Press Release
September 14, 2010


A third of the government expenses for salary, maintenance and other operating expenses (MOOE) and capital outlays is appropriated to 14 government-owned and controlled corporations (GOCCs) being closely monitored by the government, Senator Franklin Drilon said Tuesday.

Drilon, chairman of the Senate Finance Committee, said P532.25 billion is being spent by the government to 14 GOCCs in 2010, as against total new appropriations less the automatic appropriations of P909.28 billion.

"One-third of the total expenditure in the entire government would go to the GOCCs, and yet they have gone on their merry way, they have been their own Congress, they have been their own BIR and Finance and they have been their own department," Drilon told a budget hearing.

"It's about time that we take a serious look on such a huge portion of our national expenditure program which is not monitored. Nobody is looking into these GOCCs with much detail," he said.
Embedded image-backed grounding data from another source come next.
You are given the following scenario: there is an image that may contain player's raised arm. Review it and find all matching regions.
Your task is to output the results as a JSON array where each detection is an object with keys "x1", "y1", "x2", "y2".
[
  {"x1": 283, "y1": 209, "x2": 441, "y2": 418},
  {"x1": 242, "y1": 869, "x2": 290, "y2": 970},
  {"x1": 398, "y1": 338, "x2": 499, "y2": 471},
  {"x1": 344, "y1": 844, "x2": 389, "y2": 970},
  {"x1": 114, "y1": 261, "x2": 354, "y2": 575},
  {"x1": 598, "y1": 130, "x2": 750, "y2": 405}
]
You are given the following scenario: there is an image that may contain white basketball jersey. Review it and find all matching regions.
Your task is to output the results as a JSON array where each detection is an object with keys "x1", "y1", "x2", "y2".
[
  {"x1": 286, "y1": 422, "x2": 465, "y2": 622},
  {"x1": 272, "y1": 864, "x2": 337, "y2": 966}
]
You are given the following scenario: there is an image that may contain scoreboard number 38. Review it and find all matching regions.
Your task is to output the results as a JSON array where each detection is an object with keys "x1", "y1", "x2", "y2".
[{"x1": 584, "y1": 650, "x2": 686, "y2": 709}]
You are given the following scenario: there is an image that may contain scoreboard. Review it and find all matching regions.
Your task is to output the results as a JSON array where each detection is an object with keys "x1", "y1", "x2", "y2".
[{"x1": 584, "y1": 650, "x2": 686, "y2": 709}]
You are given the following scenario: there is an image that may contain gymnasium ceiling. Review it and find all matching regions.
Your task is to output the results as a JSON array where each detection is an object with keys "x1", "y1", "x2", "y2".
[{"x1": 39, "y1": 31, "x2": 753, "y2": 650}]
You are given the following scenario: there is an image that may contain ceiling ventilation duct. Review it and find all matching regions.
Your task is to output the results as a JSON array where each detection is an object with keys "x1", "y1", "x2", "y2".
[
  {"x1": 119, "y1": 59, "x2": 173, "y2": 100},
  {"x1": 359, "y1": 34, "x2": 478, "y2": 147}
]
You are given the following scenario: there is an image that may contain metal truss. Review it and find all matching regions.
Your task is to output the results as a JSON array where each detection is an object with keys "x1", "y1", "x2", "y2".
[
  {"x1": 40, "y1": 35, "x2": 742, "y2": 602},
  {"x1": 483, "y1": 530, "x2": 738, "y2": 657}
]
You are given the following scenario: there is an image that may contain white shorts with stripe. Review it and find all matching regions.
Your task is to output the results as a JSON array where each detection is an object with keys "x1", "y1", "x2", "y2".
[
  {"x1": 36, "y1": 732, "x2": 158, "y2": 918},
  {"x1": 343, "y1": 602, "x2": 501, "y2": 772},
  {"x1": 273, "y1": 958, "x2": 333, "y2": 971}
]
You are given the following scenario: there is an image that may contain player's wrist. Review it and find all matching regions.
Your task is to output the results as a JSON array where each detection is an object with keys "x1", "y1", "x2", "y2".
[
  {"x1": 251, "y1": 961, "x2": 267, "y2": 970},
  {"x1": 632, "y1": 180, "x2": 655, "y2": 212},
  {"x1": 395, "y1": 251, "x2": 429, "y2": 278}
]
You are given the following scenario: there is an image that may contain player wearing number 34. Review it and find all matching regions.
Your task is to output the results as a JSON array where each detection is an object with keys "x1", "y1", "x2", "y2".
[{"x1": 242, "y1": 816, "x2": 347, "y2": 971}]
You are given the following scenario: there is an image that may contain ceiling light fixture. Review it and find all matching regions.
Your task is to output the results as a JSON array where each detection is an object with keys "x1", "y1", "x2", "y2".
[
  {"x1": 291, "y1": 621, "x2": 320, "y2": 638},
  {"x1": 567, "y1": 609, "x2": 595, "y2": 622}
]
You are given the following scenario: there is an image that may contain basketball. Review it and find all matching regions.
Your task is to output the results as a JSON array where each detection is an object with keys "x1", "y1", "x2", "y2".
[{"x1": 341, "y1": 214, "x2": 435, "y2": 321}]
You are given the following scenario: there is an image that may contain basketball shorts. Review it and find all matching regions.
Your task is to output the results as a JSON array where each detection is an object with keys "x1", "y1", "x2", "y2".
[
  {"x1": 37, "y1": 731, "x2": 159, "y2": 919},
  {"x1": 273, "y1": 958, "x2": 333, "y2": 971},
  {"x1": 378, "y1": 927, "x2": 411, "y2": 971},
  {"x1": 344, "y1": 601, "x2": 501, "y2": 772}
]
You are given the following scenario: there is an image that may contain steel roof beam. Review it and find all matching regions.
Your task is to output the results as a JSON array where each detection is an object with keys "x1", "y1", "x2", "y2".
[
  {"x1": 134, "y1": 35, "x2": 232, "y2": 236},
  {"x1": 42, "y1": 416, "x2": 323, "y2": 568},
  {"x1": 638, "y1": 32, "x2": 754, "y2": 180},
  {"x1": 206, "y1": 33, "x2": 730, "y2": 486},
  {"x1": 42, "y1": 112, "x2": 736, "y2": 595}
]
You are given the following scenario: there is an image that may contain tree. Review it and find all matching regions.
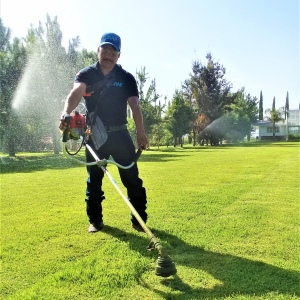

The 14 monitored GOCCs include the National Food Authority, National Irrigation Administration, National Electrification Administration, power companies National Power Corp., Power Sector Assets and Liabilities Management Corp. and National Transmission Corp. (counted as one), Philippine National Oil Co., National Housing Authority, Local Water Utilities Administration, Metropolitan Waterworks and Sewerage System, National Development Corp., Light Rail Transit Authority, Philippine Economic Zone Authority, Philippine National Railways, Philippine Ports Authority and Home Guaranty Corp.

Comprising the outlay of 14 monitored GOCCs for 2010 are personal services, P11.95 billion; MOOE, P444.72 billion; and capital outlays, P75.59 billion.

On the basis of these findings, Drilon said his committee will craft a remedial law called Public Enterprise Governance Act of 2010, which will also establish a council that will monitor and review the operations of 157 state-owned firms, as a result of the hearings on the unwarranted and obscene bonuses and allowances being enjoyed by the governing boards of state-run enterprises.

The proposed Government Corporate Monitoring and Coordinating Council, which came into existence in 1984 but was dissolved in 2001, would have the authority to merge or abolish various GOCCs, impose standards of performance for the appointment of the board of directors, and come up with a review of the salary structure of GOCCs.

Finance Secretary Cesar Purisima also suggested that the monitoring body should cover 588 water districts and electric cooperatives because "they represent contingent liabilities of the government."

"We need a strong law in order to put a stop on these practices that have gone haywire," Drilon said.

Total assets of all GOCCs stood at P4.29 trillion in 2008, compared with P3.85 trillion in 2007, but Drilon said that 43% of the national debt is owed to creditors because of the GOCCs.

Drilon said his committee is eyeing the Budget and Finance departments and the National Economic Development Authority as members of the monitoring body, and will include "private sector participation" such as the Institute of Corporate Directors and the Management Association of the Philippines.

He said the committee is now readying its report for submission in plenary before sessions adjourn on October 15.

"Hopefully by the first half of next year, we should have a law already in place," he said.